Aslında herşey normaldi sıradan bir gündü .
Ela herzamanki gibi sabah kalktı okuluna gitti ,okul bahçesinde yürürken gözüne birisi çarpmıştı kalbi hızlı hızlı atarken gözleri takılı kalmıştı.
Ama bilmiyordu canının yanacağını .
Üzüleceğini , kırılacağını
Aslında bir platoniklikti Ela nın duyguları o biliyordu onu ne kadar çok sevdiğini o biliyordu onu görmenin mutluluğunu ama bi yandan da bilmediği acılarla tanışıyordu yavaş yavaş.

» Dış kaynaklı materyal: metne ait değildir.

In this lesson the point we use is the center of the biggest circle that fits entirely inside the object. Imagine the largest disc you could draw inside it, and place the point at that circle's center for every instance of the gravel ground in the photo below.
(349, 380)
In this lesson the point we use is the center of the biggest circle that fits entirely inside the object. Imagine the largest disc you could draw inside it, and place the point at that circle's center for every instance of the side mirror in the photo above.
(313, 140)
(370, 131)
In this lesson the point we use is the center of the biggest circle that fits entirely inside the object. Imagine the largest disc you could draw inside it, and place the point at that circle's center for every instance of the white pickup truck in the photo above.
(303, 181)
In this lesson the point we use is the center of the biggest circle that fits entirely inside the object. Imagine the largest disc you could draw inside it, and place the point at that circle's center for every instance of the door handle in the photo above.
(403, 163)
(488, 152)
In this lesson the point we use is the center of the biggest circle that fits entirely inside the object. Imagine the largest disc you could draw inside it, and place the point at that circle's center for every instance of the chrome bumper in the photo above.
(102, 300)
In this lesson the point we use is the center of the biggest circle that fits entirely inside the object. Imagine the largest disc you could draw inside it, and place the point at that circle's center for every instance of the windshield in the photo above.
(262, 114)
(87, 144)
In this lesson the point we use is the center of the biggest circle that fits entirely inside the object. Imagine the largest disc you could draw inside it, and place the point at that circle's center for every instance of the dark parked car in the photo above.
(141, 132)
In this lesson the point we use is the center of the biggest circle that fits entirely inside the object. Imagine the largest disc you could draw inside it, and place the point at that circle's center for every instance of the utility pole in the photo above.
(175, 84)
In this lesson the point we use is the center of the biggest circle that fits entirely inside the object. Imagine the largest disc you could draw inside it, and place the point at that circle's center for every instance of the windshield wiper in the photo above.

Konuşuyorlardı Ela mutluydu arkadaşından "onun sevdiği birisi var" kelimesini duyana kadar çok mutluydu ,
Ama seviyor ya işte inanmak istemiyor soruyor çocuğa hayır diyor niye desin ki evet dediler gibi sevdiğim birisi var diye gerçekleri bile bile Ela sevmeye devam ediyor canı çok yansa da bunun daha başlangıç olduğunu bilmiyordu ...
Ve Ela nın en çok canını yaktığı döneme gelmiştik evet o gitti okuldan artık her günkü hevesiyle gitmiyor okula ama sırf okulun ordan geçiyor diye bir hevesle bekliyordu öğlen aralarını.
Onu görmek bile mutluluk veriyordu ona .
Ama artık uzaklaşmıştı ondan ne arar ne sorar olmuştu Ela aşkından gurur dinlemiyor arıyor ama " çok eskide kaldın ama hâlâ dün gibisin : bu yazıyı görünce Ela çok yara aldı .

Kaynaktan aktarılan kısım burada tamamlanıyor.